I picked up The Just City by Jo Walton when Tor gave it away as their free eBook of the Month in August. I'm not sure I'd have read it otherwise, as the idea of implementing Plato's Republic doesn't sound particularly interesting, but now I'm glad I did.
About the gods: Walton is careful to point out that the gods of many religions are real in the world of The Just City. Apollo and Athene are from the Greek pantheon, but he specifically describes others such as Jesus as being real also. There's a single all-powerful Father that is above them all, who is a mystery as much to the gods as to humans. It's an interesting way of using gods as characters while mostly removing religion from consideration.
I vaguely remember discussing Plato's Republic in school many years ago, as one among many philosophical works. The details are hazy, though, so I'm glad Walton generally explains what is being attempted, rather than assuming you know the source material. I'm sure there are some subtleties that I missed by not knowing the Republic in great detail, but the book is certainly accessible with only a vague understanding of what Plato wrote.
The Just City documents what happens when you try to implement a thought experiment in reality. Unsurprisingly, there is a lot of compromise involved, and some parts don't work as well as one might hope. The masters are all believers in the Platonic ideal at first - they were chosen specifically for their desire to be in such a city - but as time passes some of that certainty fades. The children are raised in the city and for the most part accept it as natural, but over time it becomes clear that human nature just doesn't line up with some facets of the ideal. Most notably, the elimination of marriage in favor of a randomized "festival" to pair up the "best" parents causes serious discord.

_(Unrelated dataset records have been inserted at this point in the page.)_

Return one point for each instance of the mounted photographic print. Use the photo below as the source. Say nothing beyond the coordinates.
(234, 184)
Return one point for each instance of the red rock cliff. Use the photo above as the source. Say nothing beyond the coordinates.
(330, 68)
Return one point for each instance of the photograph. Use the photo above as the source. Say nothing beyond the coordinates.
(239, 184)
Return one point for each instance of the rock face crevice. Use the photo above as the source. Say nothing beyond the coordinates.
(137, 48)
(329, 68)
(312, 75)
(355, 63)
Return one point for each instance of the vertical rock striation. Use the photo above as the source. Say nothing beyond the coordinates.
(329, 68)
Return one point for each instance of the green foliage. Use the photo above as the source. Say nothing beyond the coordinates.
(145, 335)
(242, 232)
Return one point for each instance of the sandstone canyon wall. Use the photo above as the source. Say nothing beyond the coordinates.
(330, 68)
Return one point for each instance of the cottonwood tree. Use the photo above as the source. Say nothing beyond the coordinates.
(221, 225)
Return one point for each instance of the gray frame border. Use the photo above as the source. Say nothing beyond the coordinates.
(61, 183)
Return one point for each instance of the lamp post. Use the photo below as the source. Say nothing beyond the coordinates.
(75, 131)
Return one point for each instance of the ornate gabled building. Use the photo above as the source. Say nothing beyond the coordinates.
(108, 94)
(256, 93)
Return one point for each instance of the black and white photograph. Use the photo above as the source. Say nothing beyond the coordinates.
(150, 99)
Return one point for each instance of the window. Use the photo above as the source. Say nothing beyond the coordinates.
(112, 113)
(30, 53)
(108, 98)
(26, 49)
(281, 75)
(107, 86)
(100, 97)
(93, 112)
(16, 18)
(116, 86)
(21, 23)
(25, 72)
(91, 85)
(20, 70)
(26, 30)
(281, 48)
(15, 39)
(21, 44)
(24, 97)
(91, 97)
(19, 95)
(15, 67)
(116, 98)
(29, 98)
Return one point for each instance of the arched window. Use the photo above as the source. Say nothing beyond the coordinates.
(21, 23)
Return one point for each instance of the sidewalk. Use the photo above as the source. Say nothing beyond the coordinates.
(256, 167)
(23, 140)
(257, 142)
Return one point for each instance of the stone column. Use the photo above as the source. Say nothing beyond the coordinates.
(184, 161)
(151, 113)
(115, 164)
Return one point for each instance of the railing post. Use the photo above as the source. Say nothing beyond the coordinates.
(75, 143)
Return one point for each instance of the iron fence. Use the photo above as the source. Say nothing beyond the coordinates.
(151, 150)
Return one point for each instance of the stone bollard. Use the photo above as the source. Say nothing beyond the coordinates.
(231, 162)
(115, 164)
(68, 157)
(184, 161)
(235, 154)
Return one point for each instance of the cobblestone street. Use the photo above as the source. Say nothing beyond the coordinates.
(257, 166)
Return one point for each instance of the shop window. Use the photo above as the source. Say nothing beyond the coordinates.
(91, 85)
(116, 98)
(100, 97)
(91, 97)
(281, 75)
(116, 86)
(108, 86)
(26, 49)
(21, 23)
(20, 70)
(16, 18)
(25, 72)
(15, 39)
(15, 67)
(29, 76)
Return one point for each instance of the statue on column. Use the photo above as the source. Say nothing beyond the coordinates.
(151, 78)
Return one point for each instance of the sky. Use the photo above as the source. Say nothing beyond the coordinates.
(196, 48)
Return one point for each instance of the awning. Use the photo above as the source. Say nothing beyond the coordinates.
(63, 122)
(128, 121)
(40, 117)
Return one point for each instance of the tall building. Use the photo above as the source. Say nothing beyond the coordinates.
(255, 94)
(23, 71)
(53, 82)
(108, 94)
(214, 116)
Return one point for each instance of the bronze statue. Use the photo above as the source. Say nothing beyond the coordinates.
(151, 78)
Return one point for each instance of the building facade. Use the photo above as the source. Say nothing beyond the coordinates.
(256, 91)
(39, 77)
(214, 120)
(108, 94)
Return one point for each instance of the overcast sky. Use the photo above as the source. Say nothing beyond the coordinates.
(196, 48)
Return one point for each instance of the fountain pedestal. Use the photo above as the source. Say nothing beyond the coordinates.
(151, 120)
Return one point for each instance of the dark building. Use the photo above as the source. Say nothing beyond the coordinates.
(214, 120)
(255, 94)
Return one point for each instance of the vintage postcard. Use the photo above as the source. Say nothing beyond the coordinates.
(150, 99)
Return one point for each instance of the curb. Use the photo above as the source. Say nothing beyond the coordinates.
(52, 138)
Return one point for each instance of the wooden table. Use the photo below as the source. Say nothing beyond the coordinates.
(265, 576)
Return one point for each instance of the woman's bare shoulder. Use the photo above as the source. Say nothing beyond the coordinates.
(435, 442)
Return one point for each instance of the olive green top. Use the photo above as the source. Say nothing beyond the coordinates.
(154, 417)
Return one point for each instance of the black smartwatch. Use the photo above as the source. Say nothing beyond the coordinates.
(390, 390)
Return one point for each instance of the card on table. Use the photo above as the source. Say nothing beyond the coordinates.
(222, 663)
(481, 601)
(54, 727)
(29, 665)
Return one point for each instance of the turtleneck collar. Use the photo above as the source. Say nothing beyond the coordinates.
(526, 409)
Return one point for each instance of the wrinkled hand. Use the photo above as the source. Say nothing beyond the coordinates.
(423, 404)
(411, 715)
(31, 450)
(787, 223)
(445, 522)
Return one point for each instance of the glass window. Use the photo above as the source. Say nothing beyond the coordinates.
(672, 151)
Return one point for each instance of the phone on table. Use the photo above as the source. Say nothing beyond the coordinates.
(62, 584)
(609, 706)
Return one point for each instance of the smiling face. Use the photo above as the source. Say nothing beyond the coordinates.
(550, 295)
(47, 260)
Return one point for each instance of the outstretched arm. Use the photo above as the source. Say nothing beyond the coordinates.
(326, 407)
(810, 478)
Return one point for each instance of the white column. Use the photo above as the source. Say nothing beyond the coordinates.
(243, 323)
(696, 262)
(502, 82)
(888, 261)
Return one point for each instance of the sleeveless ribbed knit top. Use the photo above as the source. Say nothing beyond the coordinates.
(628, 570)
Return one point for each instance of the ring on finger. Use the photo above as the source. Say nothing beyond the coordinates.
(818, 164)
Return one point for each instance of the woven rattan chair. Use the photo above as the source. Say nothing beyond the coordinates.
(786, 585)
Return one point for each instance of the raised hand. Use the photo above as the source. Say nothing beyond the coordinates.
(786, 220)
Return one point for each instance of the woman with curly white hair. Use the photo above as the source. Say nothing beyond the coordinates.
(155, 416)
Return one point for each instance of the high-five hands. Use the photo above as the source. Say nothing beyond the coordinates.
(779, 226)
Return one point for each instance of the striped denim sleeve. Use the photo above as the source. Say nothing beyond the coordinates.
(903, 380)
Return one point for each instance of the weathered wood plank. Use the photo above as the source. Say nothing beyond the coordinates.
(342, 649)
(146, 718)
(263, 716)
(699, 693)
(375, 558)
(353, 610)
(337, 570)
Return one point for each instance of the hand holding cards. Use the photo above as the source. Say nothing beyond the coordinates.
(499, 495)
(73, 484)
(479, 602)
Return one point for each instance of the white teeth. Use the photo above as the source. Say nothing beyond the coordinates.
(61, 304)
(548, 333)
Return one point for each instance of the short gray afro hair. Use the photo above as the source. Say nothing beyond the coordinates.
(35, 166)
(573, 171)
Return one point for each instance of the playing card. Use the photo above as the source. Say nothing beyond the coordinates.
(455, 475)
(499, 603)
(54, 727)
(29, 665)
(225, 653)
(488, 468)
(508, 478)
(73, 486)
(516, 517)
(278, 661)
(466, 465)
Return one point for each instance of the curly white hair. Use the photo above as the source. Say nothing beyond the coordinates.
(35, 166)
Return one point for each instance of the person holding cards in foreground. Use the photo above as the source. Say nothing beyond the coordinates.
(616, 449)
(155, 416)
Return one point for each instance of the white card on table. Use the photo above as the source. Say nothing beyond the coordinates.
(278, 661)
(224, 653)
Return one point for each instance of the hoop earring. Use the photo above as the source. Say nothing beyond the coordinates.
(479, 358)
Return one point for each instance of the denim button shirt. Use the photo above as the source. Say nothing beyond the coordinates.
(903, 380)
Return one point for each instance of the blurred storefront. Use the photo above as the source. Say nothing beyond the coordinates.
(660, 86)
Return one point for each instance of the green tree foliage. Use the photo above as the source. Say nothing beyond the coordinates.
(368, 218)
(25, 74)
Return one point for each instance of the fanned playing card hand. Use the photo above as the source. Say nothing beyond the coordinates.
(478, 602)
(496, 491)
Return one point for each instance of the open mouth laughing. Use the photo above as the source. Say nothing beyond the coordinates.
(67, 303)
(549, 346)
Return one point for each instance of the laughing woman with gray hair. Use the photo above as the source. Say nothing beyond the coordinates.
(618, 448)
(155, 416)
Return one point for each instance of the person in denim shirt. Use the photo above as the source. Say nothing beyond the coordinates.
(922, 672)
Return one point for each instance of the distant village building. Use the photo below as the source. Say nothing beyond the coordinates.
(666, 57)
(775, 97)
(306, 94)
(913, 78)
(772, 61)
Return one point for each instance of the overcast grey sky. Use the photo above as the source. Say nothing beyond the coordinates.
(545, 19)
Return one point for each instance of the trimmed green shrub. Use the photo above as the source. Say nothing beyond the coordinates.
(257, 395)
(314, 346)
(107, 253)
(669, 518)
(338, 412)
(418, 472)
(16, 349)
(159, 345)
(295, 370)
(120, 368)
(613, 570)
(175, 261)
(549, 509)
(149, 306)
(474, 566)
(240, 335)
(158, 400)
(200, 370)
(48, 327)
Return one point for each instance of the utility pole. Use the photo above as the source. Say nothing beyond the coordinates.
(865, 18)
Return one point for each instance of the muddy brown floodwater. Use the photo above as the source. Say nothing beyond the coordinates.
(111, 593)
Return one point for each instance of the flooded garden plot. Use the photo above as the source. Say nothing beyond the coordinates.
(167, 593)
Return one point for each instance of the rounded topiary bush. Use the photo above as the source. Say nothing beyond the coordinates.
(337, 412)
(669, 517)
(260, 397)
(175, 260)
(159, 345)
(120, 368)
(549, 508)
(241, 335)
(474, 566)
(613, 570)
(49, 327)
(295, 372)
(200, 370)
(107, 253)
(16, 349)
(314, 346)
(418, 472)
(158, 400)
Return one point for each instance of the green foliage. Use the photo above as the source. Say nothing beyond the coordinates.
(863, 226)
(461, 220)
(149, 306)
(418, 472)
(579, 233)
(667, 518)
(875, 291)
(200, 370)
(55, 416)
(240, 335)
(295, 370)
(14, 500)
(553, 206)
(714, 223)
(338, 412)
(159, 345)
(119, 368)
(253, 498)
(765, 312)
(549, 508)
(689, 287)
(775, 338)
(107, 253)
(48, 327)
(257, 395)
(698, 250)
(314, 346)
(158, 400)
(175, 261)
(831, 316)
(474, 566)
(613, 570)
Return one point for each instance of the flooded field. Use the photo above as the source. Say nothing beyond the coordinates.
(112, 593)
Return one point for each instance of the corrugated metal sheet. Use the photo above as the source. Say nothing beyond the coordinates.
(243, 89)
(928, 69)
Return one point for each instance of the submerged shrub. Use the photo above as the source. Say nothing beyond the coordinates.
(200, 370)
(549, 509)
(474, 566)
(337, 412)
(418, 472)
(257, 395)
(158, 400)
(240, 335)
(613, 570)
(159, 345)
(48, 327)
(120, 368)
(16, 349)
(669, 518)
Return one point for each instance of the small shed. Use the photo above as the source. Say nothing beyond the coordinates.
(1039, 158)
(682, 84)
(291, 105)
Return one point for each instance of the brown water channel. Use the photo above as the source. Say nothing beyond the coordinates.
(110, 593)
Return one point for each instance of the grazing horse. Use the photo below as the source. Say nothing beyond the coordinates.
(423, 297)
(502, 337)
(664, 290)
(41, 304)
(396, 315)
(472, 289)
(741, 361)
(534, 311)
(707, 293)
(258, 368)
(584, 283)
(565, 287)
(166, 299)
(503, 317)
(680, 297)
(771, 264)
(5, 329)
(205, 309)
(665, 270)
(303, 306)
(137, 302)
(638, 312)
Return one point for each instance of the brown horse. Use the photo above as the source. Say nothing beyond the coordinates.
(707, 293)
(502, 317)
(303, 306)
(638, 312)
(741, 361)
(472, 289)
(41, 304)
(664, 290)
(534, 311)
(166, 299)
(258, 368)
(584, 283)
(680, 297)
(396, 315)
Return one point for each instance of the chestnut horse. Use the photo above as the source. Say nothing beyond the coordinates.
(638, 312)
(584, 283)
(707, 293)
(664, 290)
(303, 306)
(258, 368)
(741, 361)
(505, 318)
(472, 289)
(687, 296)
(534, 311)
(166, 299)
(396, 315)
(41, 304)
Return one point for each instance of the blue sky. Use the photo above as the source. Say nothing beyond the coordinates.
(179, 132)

From a character standpoint, I thought Walton did a fine job in giving the reader relatable individuals to follow. The majority of the book follows three: Apollo, who has taken the form of one of the children; Maia, one of the masters; and Simmea, a child brought to the city from her former life as a slave. Each of these is well developed and understandable, and many other characters make extensive appearances. Chief among those others is Sokrates, who was brought to the city by Athene to teach rhetoric and debate. His constant questioning and argument is a major factor in the eventual fate of the experiment.
There's not a lot of physical action or conflict in The Just City, but plenty of philosophical discussion and struggle with how to reconcile reality with ideals. Equality of the sexes is a basic tenet of the Republic, but is still a struggle (particularly among the masters from older historical periods), both socially and in terms of physical assault. The nature of the gods as powerful but flawed, especially when it comes to taking into account the will of anyone else, is a key theme. Slavery is generally considered unjust and undesirable, but still used as a tool on some occasions. These and other themes, along with interest in the viewpoint characters, kept my attention throughout the story.
Even if the ancient philosophy represented by Plato's Republic isn't particularly appealing, The Just City has plenty to offer. The interactions between the characters and the process of building the city have plenty of entertainment value. I think most readers will find the philosophical discussions interesting as well, as they fit nicely into the flow of the book.